FIG 4.

SIRT1 and the E1-E2 replication complex regulate WRN levels. (A) Western blot investigating the regulation of FLAG-WRN levels by E1 and E2. (B) The experiment represented in panel A was repeated, and the results were quantitated. The replication factors significantly downregulate the FLAG-WRN levels, as indicated by an asterisk (P value was less than 0.05; standard error bars are shown). The results of this quantitation for the blot in panel A are shown graphically and represent the summary of results from three independent experiments. (C) The extracts shown in panel A were immunoprecipitated by FLAG and subjected to Western blotting for the indicated proteins. FLAG-WRN interacts with E1 (lanes 3, 5, and 6) but not with E2 (lanes 4, 5, and 6).

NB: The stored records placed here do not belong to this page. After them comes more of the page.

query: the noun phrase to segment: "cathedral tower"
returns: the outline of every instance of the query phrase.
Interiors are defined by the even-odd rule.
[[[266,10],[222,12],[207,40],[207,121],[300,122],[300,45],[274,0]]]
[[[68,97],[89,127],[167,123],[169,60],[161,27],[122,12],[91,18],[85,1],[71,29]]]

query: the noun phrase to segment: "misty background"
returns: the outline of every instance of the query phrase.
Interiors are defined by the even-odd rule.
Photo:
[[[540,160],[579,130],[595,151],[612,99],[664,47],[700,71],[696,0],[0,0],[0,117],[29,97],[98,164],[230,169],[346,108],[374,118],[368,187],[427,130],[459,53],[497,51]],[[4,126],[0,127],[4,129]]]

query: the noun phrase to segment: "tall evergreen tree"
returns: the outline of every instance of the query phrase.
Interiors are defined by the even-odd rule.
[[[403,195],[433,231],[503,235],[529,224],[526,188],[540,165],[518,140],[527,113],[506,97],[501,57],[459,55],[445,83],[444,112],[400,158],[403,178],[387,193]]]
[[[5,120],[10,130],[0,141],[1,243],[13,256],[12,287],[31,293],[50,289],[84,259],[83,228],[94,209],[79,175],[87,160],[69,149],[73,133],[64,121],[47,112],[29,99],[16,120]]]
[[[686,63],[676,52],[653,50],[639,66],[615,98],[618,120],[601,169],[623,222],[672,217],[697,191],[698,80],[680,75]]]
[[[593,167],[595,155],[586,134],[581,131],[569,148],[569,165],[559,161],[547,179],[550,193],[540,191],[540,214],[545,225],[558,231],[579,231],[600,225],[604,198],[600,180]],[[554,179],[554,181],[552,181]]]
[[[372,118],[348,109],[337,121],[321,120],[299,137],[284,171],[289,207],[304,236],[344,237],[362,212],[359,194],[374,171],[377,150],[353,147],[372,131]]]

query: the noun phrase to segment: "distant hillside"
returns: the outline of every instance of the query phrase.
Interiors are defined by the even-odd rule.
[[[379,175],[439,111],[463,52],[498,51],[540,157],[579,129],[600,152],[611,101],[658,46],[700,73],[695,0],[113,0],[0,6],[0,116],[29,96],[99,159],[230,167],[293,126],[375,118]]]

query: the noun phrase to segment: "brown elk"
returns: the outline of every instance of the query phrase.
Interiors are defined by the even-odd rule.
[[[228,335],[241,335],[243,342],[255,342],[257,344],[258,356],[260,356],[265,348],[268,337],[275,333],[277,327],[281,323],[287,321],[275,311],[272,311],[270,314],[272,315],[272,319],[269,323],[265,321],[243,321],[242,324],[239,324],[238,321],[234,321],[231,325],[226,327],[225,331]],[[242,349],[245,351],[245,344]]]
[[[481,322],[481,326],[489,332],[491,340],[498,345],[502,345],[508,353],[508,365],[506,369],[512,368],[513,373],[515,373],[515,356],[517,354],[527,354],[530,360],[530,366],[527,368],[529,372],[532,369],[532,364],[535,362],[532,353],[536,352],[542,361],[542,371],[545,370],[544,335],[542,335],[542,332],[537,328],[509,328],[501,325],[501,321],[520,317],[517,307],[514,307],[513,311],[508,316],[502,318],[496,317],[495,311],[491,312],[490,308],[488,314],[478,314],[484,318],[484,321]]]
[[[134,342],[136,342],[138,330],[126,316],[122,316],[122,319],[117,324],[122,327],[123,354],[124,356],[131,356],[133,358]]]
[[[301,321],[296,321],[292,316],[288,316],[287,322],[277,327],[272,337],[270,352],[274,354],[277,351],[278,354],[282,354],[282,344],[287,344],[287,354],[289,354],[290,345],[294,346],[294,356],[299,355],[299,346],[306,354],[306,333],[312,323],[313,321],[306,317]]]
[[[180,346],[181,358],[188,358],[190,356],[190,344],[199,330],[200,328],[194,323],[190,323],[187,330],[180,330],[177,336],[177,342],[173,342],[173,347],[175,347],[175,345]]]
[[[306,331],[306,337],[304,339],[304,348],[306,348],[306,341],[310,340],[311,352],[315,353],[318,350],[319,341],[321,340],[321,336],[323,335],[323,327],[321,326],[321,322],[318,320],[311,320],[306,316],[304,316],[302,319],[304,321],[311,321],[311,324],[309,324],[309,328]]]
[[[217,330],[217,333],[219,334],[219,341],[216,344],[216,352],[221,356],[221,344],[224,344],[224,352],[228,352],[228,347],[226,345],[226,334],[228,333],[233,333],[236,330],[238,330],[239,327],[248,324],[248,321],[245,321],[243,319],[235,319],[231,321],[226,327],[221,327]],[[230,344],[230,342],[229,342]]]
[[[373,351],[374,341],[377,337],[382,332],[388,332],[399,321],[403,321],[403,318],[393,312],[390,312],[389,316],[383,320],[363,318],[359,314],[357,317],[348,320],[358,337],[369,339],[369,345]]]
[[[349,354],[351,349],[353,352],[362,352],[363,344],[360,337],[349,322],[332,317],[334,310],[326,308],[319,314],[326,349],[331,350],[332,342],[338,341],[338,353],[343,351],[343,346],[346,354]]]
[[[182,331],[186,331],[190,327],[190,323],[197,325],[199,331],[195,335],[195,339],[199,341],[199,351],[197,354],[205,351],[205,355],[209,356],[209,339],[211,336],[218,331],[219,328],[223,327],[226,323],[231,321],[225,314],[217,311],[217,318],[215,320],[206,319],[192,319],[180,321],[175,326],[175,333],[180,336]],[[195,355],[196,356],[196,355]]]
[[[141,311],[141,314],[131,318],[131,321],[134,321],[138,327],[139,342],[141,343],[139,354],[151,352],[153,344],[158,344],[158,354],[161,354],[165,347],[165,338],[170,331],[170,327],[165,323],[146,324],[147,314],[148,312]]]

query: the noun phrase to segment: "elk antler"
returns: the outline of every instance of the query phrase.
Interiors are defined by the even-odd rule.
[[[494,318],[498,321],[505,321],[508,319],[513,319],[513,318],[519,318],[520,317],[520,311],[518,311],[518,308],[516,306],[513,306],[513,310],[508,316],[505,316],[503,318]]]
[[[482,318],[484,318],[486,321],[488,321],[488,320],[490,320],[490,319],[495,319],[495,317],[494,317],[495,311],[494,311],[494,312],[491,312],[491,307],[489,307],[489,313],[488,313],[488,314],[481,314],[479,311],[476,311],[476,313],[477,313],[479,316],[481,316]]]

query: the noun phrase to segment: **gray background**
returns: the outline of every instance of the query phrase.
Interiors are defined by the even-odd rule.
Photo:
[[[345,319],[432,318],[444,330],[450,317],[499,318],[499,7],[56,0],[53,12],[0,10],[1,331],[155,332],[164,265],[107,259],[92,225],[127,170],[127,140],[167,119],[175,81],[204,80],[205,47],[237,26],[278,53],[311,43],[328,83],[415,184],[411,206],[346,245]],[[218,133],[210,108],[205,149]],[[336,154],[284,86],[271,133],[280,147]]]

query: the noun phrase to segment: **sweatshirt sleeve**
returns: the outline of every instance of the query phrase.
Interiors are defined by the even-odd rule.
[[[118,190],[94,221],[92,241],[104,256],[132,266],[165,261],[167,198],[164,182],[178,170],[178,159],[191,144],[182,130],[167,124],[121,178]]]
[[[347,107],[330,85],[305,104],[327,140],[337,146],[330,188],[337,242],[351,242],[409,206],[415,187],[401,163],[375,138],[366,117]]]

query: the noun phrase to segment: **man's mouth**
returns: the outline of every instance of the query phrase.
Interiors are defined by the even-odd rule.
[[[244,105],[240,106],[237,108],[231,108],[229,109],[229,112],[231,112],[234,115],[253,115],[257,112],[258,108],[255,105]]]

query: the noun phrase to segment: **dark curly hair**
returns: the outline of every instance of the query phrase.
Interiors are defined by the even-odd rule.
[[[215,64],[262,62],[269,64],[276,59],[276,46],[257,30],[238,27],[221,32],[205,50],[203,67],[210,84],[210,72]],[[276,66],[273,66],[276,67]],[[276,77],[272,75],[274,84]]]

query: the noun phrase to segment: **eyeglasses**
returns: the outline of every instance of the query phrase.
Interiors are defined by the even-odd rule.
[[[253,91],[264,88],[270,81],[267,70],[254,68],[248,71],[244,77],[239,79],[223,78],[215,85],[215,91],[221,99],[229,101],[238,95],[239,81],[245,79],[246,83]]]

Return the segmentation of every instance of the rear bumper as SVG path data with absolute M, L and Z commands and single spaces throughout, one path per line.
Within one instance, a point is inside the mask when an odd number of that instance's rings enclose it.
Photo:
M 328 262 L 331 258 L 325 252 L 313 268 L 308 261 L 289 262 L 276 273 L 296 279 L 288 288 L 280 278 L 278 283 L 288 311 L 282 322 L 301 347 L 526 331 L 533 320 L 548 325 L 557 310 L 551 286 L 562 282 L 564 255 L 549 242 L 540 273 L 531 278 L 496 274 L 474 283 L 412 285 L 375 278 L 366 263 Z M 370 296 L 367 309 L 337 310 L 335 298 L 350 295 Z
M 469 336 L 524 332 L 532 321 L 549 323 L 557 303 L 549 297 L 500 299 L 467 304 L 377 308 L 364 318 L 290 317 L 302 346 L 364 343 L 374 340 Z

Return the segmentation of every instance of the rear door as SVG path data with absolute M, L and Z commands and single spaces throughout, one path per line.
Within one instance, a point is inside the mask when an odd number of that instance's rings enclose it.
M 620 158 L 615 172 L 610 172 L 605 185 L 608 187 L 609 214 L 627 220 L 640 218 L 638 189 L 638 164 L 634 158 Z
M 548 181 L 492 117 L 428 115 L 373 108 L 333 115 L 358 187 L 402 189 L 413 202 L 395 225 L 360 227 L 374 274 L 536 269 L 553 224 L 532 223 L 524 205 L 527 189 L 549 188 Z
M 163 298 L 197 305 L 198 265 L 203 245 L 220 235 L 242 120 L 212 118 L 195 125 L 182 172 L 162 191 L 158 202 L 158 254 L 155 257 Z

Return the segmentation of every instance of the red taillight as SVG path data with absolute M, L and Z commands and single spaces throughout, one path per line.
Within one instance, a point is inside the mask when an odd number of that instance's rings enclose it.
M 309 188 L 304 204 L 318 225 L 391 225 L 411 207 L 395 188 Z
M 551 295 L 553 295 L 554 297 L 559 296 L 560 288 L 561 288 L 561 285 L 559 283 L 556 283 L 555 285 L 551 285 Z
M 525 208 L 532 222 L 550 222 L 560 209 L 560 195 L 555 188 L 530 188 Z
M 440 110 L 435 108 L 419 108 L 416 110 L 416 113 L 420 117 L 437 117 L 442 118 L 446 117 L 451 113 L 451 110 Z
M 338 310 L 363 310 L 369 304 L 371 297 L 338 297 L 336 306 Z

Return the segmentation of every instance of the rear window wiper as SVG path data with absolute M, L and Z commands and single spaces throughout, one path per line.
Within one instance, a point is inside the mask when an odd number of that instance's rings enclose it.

Lane 7 shows a control immunoprecipitation carried out with rabbit serum, and no immunoprecipitation of the viral factors is observed. (D) FLAG-WRN was transfected into wild-type C33a cells, and cycloheximide was added for the indicated time periods prior to cell harvesting and Western blotting of protein extracts. (E) FLAG-WRN was transfected into C33a SIRT1^–/– clone 1 cells and cycloheximide added for the indicated time periods prior to cell harvesting and Western blotting on protein extracts. (F) FLAG-WRN was transfected along with pOri (a plasmid containing the HPV16 origin of replication) and E1 and E2 expression plasmids into wild-type C33a cells and cycloheximide added for the indicated time periods prior to cell harvesting and Western blotting on protein extracts. (G) FLAG-WRN was transfected along with pOri (a plasmid containing the HPV16 origin of replication) and E1 and E2 expression plasmids into C33a SIRT1^–/– clone 1 cells, and cycloheximide was added for the indicated time periods prior to cell harvesting and Western blotting on protein extracts.